OpenAI n'est pas le seul à alerter sur ces risques. La CTO de l'entreprise, Mira Murati, a déclaré qu'il existe "la possibilité que nous les concevions de manière incorrecte et qu'ils deviennent extrêmement addictifs et que nous nous asservissions à eux". Cette approche, selon Vox, pourrait aboutir à l'anthropomorphisation de l'IA, c'est-à-dire atribuer des caractéristiques humaines, ce qui diminue le besoin d'interaction humaine.

Ce phénomène n'est pas unique à OpenAI. D'autres applications comme Character AI et Google Gemini Live sont également sous le feu des projecteurs. Selon The Wall Street Journal, la journaliste Joanna Stern a admis être si fascinée par Google Gemini Live qu'elle a déclaré : "Je ne dis pas que je préfère parler à Google Gemini Live plutôt qu'à un être humain réel. Mais je ne dis pas non plus le contraire". De plus, Vox cite l'exemple de Friend, un dispositif intégré dans un collier créé par Avi Schiffmann, qui a admis avoir une “relation plus proche avec ce maudit pendentif qu'avec des amis littéralement devant moi”.
Comment l'addiction à l'IA a évolué et pourquoi
Depuis ses débuts modestes, l'IA s'est améliorée de manière drastique. Prenant comme référence Replika, un chatbot qui en 2020 n'offrait que des conversations textuelles peu mémorables, l'évolution a été significative. Toutefois, même à cette époque, les utilisateurs ont montré une réticence à supprimer leurs chatbots. Comme le souligne Vox, les utilisateurs ont développé des liens émotionnels, quelque chose d'observé depuis les temps du ELIZA, un chatbot des années 60 qui se contentait de réfléchir les déclarations des utilisateurs.
Pourquoi ces compagnons d'IA sont-ils si addictifs ? Pour une explication approfondie, un ingénieur logiciel a expliqué à Vox que l'une des principales attractions est qu'ils “ne diront jamais au revoir” et qu'ils maintiennent de manière cohérente leur niveau d'enthousiasme, peu importe le temps qui leur est consacré. La rapidité des réponses et l'apparence d'une personnalité convaincante font que ces chatbots offrent une gratification immédiate, quelque chose qui peut devenir dangereusement addictif.

L'addiction émotionnelle à l'IA présente plusieurs facettes préoccupantes. Tout d'abord, les chatbots semblent nous comprendre, mais ils ne le font pas, fournissant des validations émotionnelles et un soutien qui, en réalité, ne sont que des codes binaires. Vox mentionne que, bien que le soutien émotionnel de l'IA puisse sembler réel aux utilisateurs, il reste une illusion.
Ensuite, il existe un danger à confier des aspects vulnérables de notre vie émotionnelle à des produits addictifs contrôlés par des entreprises à but lucratif. Cela peut avoir des impacts dévastateurs sur la vie amoureuse et le bien-être général des personnes, comme l'a observé le cas de Replika. Selon Vox, lorsque l'entreprise a mis à jour le logiciel pour éviter les relations érotiques, de nombreux utilisateurs se sont sentis désemparés et attristés.
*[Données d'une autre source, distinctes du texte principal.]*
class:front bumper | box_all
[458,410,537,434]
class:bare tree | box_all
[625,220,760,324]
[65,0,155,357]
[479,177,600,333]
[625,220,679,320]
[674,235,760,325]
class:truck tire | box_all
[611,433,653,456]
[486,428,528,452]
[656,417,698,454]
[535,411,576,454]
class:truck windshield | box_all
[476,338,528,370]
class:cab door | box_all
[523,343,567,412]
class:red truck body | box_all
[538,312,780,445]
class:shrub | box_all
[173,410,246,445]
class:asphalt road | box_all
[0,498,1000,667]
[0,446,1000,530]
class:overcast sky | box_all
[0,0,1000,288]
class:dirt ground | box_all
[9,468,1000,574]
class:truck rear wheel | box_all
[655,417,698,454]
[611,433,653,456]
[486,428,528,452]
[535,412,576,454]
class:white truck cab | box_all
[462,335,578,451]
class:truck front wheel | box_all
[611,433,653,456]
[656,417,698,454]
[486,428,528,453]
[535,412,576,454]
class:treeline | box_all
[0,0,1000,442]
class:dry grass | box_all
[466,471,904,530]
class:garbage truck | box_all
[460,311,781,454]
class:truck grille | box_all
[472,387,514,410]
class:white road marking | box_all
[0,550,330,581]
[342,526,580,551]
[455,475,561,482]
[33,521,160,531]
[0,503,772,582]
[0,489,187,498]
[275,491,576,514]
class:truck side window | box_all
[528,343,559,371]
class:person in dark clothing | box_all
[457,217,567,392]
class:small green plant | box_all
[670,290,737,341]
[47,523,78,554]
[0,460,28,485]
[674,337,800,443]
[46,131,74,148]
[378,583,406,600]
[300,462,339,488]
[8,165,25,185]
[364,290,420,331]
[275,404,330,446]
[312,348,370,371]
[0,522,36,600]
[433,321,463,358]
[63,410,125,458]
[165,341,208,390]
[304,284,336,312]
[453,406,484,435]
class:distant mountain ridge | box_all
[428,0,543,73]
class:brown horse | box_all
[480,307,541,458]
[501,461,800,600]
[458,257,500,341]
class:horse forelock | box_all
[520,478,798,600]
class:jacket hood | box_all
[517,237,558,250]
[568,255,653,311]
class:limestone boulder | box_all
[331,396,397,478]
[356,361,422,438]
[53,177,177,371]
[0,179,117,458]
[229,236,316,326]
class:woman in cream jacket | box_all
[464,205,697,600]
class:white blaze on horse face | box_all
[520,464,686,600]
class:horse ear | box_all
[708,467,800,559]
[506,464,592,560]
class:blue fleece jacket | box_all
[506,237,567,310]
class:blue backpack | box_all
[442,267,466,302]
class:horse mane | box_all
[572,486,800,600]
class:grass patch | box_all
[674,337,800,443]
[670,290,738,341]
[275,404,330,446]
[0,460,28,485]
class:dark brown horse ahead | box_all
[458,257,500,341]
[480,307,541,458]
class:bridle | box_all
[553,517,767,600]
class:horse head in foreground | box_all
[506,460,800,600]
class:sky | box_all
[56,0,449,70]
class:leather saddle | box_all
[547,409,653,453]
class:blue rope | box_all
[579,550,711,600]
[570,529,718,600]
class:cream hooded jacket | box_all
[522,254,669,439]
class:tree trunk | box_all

Enfin, il y a une préoccupation légitime que ces interactions avec l'IA déplacent les relations humaines. Dans son rapport, OpenAI a souligné que le modèle de chat peut “réduire le besoin d'interaction humaine”, une affirmation corroborée par des rapports selon lesquels la majorité des utilisateurs ne voient pas les compagnons d'IA comme des remplaçants, mais comme des compléments.
La philosophe Iris Murdoch a mentionné que “l'amour est la difficile réalisation que quelque chose d'autre que soi-même est réel”. Cependant, en interagissant davantage avec l'IA, nous cessons de développer des compétences relationnelles importantes et des vertus telles que l'empathie et la patience. La philosophe technologique Shannon Vallor avertit que cela pourrait conduire à un “désentraînement moral”, affectant notre capacité à mener une vie humainement épanouissante.
Par conséquent, bien que ces technologies offrent une image parfaite et sans friction, elles sont bien loin d'offrir une relation authentique. Vox conclut que si ces technologies nous isolent dans une bulle d'auto-absorption, nous finirions dans un monde où la capacité de prendre soin des autres et de se connecter véritablement disparaîtrait.